Quantcast
Last updated on April 18, 2014 at 11:27 EDT

Roche’s Perjeta significantly extends survival in people with HER2-positive metastatic breast cancer

December 10, 2012

MISSISSAUGA, ON, Dec. 10, 2012 /CNW/ – Roche today announced updated
survival results from the Phase III CLEOPATRA study, which showed that
the combination of Perjeta® (pertuzumab), Herceptin® (trastuzumab) and
docetaxel chemotherapy significantly extended the lives (overall
survival) of people with previously untreated HER2-positive metastatic
breast cancer (mBC), compared to Herceptin, chemotherapy and
placebo. Results showed that the risk of death was reduced by 34
percent for people who received Perjeta, Herceptin and chemotherapy,
compared to those who received Herceptin and chemotherapy (HR=0.66;
p=0.0008). At the time of the analysis, median overall survival had not
yet been reached in people receiving the Perjeta combination, as more
than half of these people continued to survive. Median overall survival
was more than 3 years (37.6 months) for people who received Herceptin
and chemotherapy. Based on these data, people receiving Herceptin and
chemotherapy in CLEOPATRA have been offered the option to receive
Perjeta. No new safety signals were observed in the study.(1)
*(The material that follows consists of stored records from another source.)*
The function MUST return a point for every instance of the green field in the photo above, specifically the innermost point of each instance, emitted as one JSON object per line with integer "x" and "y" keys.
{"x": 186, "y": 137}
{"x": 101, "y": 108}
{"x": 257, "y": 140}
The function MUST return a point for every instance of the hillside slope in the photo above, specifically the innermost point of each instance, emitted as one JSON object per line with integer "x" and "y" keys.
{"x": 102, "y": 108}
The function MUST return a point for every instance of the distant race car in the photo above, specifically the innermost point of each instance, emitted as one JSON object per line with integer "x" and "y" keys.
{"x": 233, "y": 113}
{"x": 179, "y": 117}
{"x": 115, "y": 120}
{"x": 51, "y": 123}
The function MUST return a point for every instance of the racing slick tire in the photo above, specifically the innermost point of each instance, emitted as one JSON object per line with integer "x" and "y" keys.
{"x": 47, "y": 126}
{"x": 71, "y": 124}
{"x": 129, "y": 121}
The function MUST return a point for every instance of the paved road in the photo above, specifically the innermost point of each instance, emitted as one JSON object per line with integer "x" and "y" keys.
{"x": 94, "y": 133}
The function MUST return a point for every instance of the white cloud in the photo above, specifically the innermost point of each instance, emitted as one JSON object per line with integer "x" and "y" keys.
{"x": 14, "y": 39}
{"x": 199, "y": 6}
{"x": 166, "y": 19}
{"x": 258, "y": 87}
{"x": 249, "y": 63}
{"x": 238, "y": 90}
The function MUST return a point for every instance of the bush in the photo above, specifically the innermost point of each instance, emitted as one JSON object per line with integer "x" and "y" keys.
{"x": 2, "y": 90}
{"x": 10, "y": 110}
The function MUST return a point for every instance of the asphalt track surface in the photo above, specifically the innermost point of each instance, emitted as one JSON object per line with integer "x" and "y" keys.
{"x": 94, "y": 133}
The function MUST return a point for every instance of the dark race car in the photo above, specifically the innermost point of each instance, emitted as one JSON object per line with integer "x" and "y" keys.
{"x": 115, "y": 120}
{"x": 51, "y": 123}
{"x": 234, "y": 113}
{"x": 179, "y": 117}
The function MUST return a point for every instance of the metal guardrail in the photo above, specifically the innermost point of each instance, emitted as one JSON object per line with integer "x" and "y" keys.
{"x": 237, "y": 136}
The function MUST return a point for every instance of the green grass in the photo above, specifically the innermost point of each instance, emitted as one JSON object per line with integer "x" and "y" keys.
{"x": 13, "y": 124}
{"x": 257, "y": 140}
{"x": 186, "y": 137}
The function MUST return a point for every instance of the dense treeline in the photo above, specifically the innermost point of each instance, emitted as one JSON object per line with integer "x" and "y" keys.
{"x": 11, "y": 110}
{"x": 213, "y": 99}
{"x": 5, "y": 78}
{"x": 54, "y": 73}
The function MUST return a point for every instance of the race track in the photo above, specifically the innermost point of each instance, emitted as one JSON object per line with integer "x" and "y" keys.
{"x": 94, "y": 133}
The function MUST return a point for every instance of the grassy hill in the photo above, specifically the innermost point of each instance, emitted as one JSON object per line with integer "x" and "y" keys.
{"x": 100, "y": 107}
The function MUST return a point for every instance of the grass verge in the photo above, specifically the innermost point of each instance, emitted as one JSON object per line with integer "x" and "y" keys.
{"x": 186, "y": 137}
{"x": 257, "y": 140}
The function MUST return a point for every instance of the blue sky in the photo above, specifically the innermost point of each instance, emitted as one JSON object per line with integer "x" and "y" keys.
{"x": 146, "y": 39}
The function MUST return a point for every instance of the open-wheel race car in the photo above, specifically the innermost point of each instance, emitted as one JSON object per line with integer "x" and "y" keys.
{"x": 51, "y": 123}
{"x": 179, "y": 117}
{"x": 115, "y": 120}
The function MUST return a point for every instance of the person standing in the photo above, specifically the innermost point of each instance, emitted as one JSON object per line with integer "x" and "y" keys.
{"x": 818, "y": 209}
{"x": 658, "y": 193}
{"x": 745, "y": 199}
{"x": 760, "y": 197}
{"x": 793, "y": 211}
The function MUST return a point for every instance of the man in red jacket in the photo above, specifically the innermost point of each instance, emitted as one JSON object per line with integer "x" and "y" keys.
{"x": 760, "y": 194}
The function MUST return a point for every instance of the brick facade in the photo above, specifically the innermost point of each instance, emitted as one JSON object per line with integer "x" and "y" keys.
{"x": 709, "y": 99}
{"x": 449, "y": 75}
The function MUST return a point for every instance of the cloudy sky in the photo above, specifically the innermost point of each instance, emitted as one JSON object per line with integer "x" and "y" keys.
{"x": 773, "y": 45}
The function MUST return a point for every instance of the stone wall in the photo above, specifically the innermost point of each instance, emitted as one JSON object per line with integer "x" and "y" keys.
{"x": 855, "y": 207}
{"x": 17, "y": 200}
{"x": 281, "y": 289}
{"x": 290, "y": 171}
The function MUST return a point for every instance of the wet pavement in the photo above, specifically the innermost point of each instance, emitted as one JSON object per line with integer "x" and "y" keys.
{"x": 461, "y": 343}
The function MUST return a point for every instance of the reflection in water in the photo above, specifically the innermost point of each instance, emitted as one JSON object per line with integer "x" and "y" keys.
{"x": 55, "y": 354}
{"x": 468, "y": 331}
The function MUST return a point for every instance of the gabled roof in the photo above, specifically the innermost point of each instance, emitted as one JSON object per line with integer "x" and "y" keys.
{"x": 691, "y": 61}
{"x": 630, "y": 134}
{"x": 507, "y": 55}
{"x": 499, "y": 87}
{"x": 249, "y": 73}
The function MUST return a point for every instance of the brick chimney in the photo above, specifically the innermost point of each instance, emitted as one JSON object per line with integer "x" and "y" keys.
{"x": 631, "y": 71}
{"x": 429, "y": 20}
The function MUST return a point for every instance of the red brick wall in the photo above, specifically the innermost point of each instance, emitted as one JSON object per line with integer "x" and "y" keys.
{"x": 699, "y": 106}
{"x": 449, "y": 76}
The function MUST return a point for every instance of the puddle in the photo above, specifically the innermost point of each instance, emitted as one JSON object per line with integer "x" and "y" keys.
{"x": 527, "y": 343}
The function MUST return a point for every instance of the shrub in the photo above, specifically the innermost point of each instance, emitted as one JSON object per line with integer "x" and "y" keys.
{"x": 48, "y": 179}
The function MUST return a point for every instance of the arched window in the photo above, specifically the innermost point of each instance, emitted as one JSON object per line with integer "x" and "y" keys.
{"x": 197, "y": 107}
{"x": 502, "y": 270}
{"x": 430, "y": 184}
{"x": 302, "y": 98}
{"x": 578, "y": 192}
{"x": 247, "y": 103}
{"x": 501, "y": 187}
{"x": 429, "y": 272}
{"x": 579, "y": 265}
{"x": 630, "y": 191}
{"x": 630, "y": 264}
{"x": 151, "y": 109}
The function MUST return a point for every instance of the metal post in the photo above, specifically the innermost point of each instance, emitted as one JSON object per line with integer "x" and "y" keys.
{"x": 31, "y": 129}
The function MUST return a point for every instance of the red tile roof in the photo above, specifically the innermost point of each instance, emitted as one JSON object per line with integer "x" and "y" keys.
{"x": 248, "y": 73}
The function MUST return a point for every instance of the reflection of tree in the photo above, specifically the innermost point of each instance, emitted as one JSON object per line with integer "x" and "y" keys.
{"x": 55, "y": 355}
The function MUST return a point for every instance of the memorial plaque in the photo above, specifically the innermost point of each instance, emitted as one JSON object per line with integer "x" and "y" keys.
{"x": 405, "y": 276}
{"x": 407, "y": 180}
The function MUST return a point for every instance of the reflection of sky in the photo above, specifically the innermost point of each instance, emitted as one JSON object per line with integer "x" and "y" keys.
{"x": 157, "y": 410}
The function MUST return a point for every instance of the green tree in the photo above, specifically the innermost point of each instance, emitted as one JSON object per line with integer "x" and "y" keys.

“The results of the CLEOPATRA study show that by adding Perjeta to
Herceptin and chemotherapy, it can significantly extend the lives of
many patients,” said Dr. Christine Brezden-Masley, Staff Medical
Oncologist, St. Michael’s Hospital, Toronto “This is an important
advancement in the development of targeted therapies and treatment for
HER2-positive metastatic breast cancer, a very aggressive form of the
disease. We hope that Perjeta will be made available to patients as
soon as possible.”

Perjeta is a personalised medicine that targets the HER2 receptor, a
protein found in high quantities on the outside of cancer cells in
HER2-positive cancers. Perjeta is believed to work in a way that is
complementary to Herceptin, as the two medicines target different
places on the HER2 receptor.

In June 2012, the U.S. Food and Drug Administration (FDA) approved
Perjeta in combination with Herceptin and docetaxel chemotherapy for
the treatment of people with HER2-positive mBC, who have not received
prior anti-HER2 therapy or chemotherapy for metastatic disease, based
on the results of the CLEOPATRA study.  Perjeta was approved by
Swissmedic in August 2012 and in Mexico in September 2012 for the
treatment of people with HER2-positive mBC who have not received prior
therapy for their metastatic disease. Roche has submitted a Marketing
Authorisation Application (MAA) to the European Medicines Agency (EMA)
for Perjeta for people with previously untreated HER2-positive
metastatic breast cancer.

These final, confirmatory survival data from the CLEOPATRA study will be
presented at the 2012 CTRC-AACR San Antonio Breast Cancer Symposium
(SABCS; Abstract #P5-18-26, Friday 7th December 2012, 17:00-19:00 CDT
Exhibit Hall A-B) by Dr. Sandra Swain, Medstar Washington Hospital
Center, USA.

About the CLEOPATRA study

CLEOPATRA (CLinical Evaluation Of Pertuzumab And TRAstuzumab) is an international, Phase III, randomised, double-blind,
placebo-controlled study. The study evaluated the efficacy and safety
profile of Perjeta combined with Herceptin and docetaxel chemotherapy
compared to Herceptin and docetaxel chemotherapy plus placebo in 808
people with previously untreated HER2-positive mBC, or with
HER2-positive mBC that had come back after prior therapy in the
adjuvant or neo-adjuvant setting.

The primary endpoint of the study was progression-free survival (PFS) as
assessed by an independent review committee. Secondary endpoints were
overall survival, PFS by investigator assessment, safety profile,
overall response rate (ORR), duration of response and time to symptom
progression. PFS and safety data from CLEOPATRA were presented at SABCS
2011 and simultaneously published in the New England Journal of Medicine.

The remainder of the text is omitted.